Competing interests: None declared
Competing interests: No competing interests
Profound hypocalcaemia following intravenous bisphosphonate due to unmasking of subclinical vitamin D deficiency
Vitamin D deficiency is often unrecognised, particularly in the elderly. Cooper and Gottie’s recent review of hypocalcaemia noted that patients with pre-existing vitamin D deficiency who receive intravenous bisphosphonates may develop severe hypocalcaemia (1). This has been described in patients with underlying malignancy and hypercalcaemia/bone pain treated with intravenous bisphosphonates (2). The new, long acting bisphosphonates such are Zolendronic acid are increasingly used in patients with osteoporosis or Paget’s disease to improve acceptability and compliance.

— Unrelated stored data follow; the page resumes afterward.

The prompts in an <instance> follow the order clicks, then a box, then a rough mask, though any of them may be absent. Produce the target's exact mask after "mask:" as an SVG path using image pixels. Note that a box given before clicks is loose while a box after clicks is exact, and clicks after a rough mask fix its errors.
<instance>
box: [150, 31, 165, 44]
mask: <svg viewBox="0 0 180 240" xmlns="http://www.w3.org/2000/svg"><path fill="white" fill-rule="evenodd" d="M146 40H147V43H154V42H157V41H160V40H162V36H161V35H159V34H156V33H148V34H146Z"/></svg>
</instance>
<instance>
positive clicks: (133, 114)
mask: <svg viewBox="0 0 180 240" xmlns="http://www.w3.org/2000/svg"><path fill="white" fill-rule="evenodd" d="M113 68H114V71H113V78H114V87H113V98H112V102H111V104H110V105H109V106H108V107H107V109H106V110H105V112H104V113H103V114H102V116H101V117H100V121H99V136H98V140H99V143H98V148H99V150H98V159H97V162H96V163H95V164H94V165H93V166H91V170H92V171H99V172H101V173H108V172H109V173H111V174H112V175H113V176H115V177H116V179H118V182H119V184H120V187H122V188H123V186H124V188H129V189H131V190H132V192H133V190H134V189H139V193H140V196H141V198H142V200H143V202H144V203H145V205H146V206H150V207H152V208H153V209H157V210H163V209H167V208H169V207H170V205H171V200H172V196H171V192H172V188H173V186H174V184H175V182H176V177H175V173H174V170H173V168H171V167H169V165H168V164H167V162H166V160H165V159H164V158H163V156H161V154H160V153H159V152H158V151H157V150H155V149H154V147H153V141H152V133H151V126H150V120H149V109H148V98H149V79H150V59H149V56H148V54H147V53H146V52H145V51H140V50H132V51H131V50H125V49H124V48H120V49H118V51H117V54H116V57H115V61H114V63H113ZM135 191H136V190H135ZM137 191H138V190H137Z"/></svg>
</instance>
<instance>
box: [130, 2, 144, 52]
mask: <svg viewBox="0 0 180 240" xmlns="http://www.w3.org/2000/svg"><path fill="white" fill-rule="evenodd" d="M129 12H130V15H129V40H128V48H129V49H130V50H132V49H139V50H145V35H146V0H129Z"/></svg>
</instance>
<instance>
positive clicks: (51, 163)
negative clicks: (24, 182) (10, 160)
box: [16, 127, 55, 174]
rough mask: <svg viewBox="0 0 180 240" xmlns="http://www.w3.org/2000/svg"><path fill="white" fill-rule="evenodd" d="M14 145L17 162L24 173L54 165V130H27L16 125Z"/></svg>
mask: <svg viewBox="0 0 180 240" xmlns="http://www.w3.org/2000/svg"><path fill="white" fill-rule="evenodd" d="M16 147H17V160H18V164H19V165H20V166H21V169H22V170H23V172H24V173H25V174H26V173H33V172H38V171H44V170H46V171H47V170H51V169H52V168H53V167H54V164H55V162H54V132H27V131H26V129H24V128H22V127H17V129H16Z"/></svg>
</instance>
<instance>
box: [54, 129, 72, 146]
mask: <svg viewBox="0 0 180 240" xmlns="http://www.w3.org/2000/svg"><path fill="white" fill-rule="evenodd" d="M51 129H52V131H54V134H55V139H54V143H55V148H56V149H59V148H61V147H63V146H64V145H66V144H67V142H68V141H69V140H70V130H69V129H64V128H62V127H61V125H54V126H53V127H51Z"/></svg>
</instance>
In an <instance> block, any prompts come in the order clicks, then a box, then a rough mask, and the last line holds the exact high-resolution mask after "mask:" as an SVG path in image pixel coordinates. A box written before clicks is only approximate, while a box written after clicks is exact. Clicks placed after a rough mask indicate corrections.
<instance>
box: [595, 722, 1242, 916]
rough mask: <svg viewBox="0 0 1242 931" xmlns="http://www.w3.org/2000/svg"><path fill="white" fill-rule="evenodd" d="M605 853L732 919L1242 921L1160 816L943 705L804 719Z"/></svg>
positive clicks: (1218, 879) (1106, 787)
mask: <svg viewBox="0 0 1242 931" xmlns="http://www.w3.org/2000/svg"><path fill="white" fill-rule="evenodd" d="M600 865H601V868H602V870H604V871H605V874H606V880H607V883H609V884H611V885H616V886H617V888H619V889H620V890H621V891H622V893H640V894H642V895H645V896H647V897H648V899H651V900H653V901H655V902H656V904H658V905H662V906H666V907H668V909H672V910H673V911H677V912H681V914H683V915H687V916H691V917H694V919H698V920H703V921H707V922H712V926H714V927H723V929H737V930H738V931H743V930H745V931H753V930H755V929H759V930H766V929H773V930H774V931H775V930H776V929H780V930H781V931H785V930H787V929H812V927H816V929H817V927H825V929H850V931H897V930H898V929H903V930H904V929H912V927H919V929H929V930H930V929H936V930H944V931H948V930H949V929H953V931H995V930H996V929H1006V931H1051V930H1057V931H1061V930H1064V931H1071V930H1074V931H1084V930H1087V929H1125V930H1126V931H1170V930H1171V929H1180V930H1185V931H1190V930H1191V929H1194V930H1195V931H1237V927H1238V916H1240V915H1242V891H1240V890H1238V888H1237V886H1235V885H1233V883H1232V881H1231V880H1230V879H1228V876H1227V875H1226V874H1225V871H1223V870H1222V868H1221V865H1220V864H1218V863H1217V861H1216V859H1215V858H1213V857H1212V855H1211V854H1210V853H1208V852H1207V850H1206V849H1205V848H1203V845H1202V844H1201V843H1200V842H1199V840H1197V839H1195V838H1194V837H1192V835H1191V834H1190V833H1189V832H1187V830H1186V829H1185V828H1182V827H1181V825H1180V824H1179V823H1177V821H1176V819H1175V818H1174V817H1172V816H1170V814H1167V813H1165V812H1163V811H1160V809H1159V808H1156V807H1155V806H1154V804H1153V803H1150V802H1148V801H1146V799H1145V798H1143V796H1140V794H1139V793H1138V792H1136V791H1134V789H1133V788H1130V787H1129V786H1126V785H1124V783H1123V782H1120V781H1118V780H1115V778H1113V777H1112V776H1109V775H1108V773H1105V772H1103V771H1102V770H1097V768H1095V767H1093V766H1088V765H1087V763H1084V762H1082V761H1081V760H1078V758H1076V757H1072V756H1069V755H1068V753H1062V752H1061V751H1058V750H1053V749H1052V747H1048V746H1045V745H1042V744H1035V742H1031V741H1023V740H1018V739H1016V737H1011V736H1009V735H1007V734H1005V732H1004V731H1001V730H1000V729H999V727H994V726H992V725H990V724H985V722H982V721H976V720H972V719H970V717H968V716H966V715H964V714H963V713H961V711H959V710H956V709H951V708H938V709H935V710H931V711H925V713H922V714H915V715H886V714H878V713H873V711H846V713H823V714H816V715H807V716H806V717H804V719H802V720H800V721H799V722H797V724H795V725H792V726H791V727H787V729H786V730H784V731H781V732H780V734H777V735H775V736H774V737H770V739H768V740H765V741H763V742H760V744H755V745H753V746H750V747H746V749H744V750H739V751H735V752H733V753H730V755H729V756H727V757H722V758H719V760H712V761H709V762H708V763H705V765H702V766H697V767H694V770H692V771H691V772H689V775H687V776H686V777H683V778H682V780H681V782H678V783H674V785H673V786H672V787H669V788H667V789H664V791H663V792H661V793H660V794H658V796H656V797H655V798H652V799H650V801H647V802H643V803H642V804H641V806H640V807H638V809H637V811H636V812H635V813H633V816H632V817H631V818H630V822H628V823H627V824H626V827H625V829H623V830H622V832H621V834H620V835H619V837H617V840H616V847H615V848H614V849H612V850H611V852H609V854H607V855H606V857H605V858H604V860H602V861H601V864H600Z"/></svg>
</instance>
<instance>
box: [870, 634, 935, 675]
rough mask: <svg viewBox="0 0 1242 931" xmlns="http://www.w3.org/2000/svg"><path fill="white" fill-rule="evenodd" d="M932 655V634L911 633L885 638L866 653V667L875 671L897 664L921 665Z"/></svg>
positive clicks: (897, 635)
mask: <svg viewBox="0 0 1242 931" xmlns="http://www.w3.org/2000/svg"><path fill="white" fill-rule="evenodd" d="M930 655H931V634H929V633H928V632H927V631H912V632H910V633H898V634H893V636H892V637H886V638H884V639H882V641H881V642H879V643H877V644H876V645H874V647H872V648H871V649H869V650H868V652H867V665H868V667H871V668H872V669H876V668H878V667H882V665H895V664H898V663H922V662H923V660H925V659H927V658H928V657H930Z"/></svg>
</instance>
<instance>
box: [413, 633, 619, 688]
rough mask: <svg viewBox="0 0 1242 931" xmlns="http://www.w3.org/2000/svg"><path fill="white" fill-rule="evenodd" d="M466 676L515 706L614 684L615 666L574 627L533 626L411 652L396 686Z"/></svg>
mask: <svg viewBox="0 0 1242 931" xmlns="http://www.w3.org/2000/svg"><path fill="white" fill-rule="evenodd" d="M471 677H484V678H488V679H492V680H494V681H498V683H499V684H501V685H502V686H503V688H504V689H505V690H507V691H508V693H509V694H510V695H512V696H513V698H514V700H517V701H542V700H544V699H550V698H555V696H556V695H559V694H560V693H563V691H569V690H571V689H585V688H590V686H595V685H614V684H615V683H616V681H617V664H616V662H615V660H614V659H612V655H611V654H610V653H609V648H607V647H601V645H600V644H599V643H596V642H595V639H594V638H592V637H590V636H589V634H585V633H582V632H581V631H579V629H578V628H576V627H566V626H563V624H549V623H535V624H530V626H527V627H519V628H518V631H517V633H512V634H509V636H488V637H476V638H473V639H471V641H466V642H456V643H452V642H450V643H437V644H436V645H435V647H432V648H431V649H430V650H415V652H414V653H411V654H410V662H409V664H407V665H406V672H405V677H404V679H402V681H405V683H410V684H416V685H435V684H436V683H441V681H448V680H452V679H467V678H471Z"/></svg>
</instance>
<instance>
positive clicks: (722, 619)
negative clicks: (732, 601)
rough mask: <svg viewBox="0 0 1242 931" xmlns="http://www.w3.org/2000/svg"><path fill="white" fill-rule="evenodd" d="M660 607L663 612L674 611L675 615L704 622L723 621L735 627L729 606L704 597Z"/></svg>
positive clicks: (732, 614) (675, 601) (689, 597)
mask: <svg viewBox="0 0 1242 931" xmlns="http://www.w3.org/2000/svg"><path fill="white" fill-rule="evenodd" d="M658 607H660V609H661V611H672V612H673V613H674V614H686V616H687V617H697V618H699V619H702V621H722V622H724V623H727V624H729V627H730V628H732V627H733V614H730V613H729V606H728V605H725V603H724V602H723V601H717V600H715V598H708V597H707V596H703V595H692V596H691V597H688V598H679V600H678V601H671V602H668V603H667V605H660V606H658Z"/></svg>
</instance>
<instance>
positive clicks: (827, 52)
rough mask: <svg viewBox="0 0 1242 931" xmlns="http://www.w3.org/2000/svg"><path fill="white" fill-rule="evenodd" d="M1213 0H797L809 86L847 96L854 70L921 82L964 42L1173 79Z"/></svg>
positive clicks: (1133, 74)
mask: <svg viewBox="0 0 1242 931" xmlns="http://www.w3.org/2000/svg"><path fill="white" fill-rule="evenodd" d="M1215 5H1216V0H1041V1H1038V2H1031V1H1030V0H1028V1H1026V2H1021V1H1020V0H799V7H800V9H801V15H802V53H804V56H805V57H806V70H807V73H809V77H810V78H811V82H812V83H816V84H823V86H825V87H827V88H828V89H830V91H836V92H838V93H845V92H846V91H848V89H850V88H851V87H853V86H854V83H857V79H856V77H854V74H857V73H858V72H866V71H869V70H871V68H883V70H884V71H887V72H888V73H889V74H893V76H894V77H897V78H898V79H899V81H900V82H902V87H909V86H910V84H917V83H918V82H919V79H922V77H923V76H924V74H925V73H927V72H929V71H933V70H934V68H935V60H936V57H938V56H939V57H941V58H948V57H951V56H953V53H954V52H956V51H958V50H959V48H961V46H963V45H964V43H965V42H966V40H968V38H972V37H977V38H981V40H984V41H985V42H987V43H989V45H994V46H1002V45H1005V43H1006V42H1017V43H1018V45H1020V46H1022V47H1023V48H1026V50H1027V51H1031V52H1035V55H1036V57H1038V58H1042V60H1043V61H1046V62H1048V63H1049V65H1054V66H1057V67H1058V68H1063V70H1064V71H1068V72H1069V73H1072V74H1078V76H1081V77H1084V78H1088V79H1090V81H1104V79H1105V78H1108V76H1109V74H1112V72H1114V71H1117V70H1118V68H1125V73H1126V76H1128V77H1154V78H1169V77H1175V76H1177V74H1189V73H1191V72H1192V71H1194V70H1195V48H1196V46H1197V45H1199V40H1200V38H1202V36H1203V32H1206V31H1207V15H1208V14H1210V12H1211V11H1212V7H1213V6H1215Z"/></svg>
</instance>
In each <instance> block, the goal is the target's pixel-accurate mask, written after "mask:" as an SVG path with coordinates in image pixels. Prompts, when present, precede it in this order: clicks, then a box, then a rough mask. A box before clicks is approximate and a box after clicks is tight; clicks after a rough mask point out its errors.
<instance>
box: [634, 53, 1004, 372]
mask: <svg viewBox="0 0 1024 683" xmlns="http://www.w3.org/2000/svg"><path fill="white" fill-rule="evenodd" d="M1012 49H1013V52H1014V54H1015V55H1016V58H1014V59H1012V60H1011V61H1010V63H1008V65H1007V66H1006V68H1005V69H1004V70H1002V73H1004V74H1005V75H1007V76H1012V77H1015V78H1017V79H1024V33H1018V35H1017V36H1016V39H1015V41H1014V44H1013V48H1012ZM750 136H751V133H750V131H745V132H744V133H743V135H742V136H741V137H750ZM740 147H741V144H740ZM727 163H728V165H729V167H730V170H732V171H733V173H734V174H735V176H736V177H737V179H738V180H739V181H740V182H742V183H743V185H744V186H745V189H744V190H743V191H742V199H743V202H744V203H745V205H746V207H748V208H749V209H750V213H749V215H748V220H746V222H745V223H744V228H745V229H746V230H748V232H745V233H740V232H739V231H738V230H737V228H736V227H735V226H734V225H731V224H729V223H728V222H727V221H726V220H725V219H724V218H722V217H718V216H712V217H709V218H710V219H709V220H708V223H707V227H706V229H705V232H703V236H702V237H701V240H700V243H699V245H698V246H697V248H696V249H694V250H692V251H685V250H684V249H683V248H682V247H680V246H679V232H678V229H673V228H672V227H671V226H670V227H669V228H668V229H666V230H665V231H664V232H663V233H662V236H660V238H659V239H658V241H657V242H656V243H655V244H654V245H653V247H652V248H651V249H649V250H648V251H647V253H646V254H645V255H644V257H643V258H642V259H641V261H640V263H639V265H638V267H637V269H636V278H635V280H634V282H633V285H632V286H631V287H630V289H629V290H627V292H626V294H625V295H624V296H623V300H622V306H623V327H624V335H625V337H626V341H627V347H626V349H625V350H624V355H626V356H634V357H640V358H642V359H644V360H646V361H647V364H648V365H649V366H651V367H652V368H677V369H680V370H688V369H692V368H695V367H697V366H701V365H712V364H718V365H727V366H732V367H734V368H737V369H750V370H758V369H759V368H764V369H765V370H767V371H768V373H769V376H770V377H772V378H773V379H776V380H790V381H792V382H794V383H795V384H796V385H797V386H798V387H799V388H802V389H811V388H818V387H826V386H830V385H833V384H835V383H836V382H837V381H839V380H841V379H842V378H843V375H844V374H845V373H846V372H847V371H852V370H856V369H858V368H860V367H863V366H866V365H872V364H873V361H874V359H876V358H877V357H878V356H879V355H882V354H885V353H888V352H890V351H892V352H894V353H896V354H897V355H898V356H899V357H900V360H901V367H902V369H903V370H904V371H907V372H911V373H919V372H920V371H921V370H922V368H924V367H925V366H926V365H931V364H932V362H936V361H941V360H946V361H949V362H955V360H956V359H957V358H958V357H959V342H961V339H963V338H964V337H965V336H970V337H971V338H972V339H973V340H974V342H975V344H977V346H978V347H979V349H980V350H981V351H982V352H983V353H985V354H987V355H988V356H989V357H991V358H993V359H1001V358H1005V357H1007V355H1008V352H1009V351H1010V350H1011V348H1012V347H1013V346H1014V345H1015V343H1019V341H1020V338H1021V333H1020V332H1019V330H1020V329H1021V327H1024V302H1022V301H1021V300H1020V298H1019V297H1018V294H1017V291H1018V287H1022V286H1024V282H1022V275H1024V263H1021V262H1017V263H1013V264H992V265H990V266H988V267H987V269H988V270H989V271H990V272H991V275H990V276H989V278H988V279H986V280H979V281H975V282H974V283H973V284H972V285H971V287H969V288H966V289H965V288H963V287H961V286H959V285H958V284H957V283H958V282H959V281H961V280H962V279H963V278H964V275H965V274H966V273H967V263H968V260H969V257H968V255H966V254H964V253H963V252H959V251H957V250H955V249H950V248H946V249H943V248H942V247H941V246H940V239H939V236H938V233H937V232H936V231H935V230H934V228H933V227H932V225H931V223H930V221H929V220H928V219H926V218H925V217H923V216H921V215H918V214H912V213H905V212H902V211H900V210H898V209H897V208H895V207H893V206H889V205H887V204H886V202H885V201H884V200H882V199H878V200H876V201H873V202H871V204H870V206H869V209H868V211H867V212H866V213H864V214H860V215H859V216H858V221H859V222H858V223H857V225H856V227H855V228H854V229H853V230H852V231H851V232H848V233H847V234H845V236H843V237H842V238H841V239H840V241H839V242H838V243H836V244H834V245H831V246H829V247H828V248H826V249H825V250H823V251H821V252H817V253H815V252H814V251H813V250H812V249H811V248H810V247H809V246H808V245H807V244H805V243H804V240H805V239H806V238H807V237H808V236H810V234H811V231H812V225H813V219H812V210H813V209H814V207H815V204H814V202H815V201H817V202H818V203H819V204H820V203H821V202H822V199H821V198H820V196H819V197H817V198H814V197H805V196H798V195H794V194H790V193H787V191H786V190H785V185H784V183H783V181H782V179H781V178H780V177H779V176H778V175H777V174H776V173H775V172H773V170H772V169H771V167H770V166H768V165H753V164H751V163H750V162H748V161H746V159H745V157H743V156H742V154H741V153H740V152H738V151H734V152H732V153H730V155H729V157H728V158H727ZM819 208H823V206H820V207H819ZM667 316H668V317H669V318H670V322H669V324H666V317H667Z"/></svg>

We present a recent case which brings to light a number of important issues. A 82-year old lady with known widespread Paget’s disease, presented with a pathological fracture of the femur. Her calcium level was normal (2.26mmol/L) and she was treated with a single 30 mg Pamidronate infusion whilst on the orthopaedic ward. Her Paget’s disease remained active and 3 months later she was given a single 5mg Zolendronic acid infusion. A week later, she became unwell with flu-like symptoms, parasthesias and dyspnoea. She was found to have profound hypocalcaemia (corrected serum calcium: 1.46mmol/L). Her hypocalcaemia was corrected with calcium supplements and 1 alpha-hydoxycholecalciferol. Retrospectively, we found that she had been vitamin D deficient with 25 hydroxyvitamin D being 7.4 µgm /L (normal levels>30µgm/L)
This case highlights:
1. Subclinical vitamin D deficiency is common and more likely to occur in the elderly. As intravenous bisphosphonates are more likely to be used in this age group, vitamin D deficiency needs to be identified and treated prior to intravenous bisphoshonate use.
2. Paget’s disease and Vitamin D deficiency can coexist, especially in the elderly.
3. Vitamin D assays are not always readily available in a District General Hospital setting but we suggest this is measured at least before initiating treatment with long acting bisphosphonate.
4. It is important to recheck serum calcium during bisphoshonate infusion therapy.
References:
(1) Cooper MS, Gittoes NJ. Diagnosis and management of hypocalcaemia. Brit Med J 2008; 336:1298-302.
(2) Peter R, Mishra V, Fraser WD. Severe hypocalcaemia after being given intravenous bisphosphonate. Brit Med J 2004; 328(7435): 335–336
Competing interests: None declared
Editorial note
The patient whose case is described has given her signed informed consent to publication.